By the waterfall scene, can you find the happy face spider, which is called “nananana makakiʻi”? This spider is endemic to Hawai`i and found nowhere else in the world. Can you find the “pueo,” “owl”? Look carefully, it is a little hidden. One of the challenges was diving off a very high cliff by the waterfall. Do you see the birds in the lower part of the waterfall scene? Can you name them?
All of the tattoos you see on people are authentic tattoo designs. Each one has a story. Why do the women have tattoos on the inside of their legs?

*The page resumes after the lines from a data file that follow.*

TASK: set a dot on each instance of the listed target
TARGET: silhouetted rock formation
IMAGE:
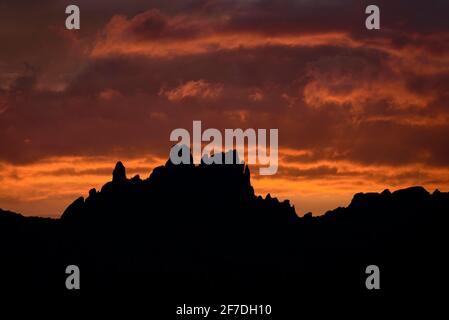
(206, 219)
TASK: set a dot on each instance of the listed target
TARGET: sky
(357, 110)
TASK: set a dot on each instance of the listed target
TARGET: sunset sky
(357, 110)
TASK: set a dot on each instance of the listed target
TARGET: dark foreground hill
(201, 231)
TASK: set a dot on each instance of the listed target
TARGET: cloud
(195, 88)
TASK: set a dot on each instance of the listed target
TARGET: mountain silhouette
(201, 228)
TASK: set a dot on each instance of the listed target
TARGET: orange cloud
(199, 88)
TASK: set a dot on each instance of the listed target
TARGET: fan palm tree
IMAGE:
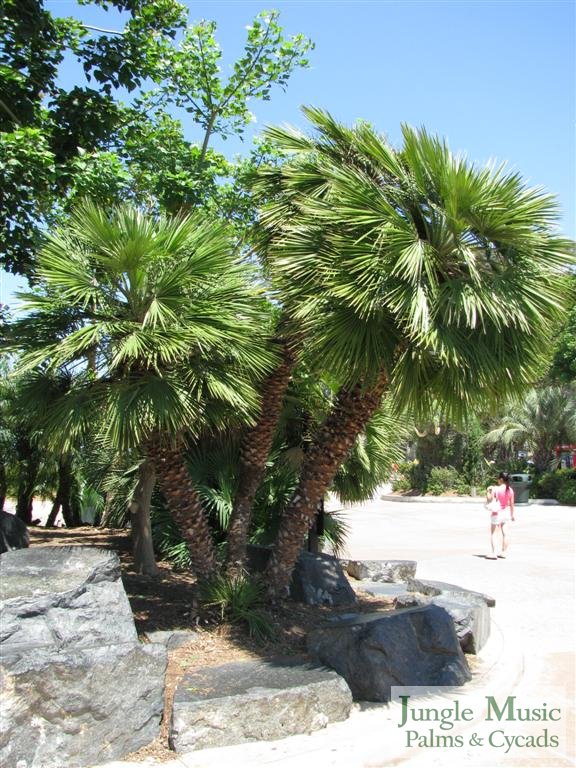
(544, 419)
(164, 314)
(411, 271)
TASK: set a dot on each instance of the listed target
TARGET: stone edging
(460, 500)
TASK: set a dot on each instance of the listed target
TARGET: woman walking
(501, 504)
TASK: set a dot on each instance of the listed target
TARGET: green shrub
(418, 477)
(239, 599)
(463, 487)
(442, 479)
(401, 483)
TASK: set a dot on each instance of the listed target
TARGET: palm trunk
(142, 546)
(3, 485)
(185, 507)
(254, 452)
(352, 411)
(70, 511)
(51, 520)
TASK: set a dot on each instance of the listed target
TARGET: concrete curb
(462, 500)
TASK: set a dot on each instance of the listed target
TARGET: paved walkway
(532, 645)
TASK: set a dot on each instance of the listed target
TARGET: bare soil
(170, 602)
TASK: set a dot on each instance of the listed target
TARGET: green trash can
(521, 485)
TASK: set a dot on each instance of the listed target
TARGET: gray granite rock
(63, 597)
(427, 587)
(376, 651)
(382, 570)
(78, 708)
(254, 701)
(78, 687)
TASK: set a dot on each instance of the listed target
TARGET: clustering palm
(544, 419)
(410, 271)
(172, 332)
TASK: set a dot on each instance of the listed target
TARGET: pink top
(503, 494)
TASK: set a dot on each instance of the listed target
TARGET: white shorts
(497, 518)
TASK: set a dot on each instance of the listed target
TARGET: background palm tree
(543, 420)
(166, 318)
(413, 272)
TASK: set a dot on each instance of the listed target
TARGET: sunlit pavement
(532, 644)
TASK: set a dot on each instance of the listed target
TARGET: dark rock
(254, 701)
(13, 533)
(320, 580)
(79, 688)
(448, 590)
(63, 597)
(317, 579)
(382, 570)
(376, 651)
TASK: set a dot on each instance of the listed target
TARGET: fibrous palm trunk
(353, 409)
(254, 452)
(142, 546)
(185, 507)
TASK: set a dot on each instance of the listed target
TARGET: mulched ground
(170, 601)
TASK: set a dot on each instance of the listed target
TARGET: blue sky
(496, 78)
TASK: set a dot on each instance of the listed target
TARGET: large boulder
(254, 701)
(317, 579)
(469, 612)
(78, 687)
(13, 533)
(382, 570)
(377, 651)
(320, 580)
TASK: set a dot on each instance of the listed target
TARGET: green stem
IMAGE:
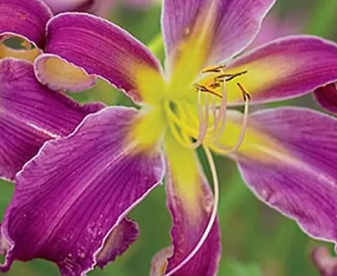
(323, 18)
(156, 45)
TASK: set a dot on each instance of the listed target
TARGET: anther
(214, 69)
(203, 88)
(245, 95)
(229, 77)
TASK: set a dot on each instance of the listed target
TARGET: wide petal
(71, 196)
(283, 69)
(288, 159)
(27, 19)
(190, 202)
(31, 114)
(230, 26)
(99, 47)
(325, 263)
(58, 6)
(326, 96)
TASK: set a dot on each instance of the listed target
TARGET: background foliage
(256, 240)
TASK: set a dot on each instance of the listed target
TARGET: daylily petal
(99, 47)
(288, 158)
(325, 263)
(71, 196)
(283, 69)
(69, 5)
(26, 19)
(121, 237)
(326, 96)
(31, 114)
(190, 203)
(28, 55)
(231, 25)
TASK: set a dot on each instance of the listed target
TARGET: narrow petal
(232, 26)
(284, 69)
(76, 191)
(190, 202)
(31, 114)
(326, 96)
(325, 263)
(288, 159)
(27, 19)
(99, 47)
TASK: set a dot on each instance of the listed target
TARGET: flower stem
(156, 45)
(323, 18)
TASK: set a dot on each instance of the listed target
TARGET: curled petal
(77, 190)
(26, 19)
(190, 203)
(231, 25)
(100, 48)
(326, 96)
(288, 158)
(283, 69)
(121, 237)
(59, 74)
(325, 263)
(31, 114)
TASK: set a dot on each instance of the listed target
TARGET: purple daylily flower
(325, 263)
(116, 156)
(326, 96)
(58, 6)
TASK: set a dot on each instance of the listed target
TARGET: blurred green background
(256, 240)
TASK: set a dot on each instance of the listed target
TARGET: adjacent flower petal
(71, 196)
(231, 25)
(283, 69)
(31, 114)
(98, 46)
(26, 19)
(325, 263)
(326, 96)
(288, 158)
(190, 203)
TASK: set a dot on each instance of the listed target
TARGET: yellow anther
(207, 89)
(214, 69)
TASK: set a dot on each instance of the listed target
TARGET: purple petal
(326, 96)
(233, 24)
(284, 69)
(190, 205)
(121, 237)
(71, 196)
(27, 19)
(325, 263)
(58, 6)
(31, 114)
(288, 159)
(98, 46)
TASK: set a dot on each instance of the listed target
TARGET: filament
(221, 116)
(243, 125)
(203, 121)
(211, 219)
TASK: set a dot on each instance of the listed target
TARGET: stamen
(221, 116)
(203, 121)
(211, 219)
(203, 88)
(246, 98)
(214, 69)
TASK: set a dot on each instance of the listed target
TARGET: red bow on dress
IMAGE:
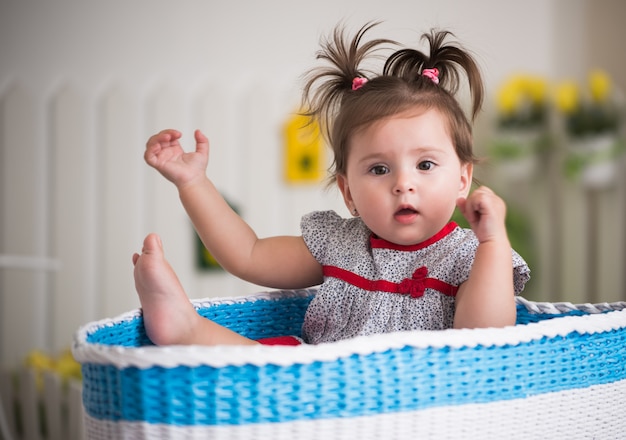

“Phase three” was the “wa`a `auhau,” “canoe.” Once the proper rituals and ceremonies were performed, the chief lifted the kapu on fishing, farming and war. Then a canoe was loaded with ho`okupu and taken out to sea and set adrift. This was a gift to Lono. This scene is on the far upper right-hand corner of the mural. Once the ceremonies were completed, normal life resumed and the farming cycle began again.
“Always be humble and appreciate things that come your way,” said Kammy Kaiwi.
A mural blessing and pupu were provided by Lui Hokoana, Chancellor of UHMC on October 16, 2007. The blessing was given by Roy Newton. This ceremony was to honor the artists who painted the Makahiki Mural. The artists were: Kammy Kaiwi, Michael Takemoto, Mark Olopino, Cris Chong, Mauro Castillo Jr, Malorie Arisumi, James Kahalekai Jr and Kapu Purdy.
December 13, at 4:00 p.m. on the south lawn, behind the Ka`a`ike building, there will be a public blessing for the Makihiki Mural, pupu will follow. Everyone is invited to attend.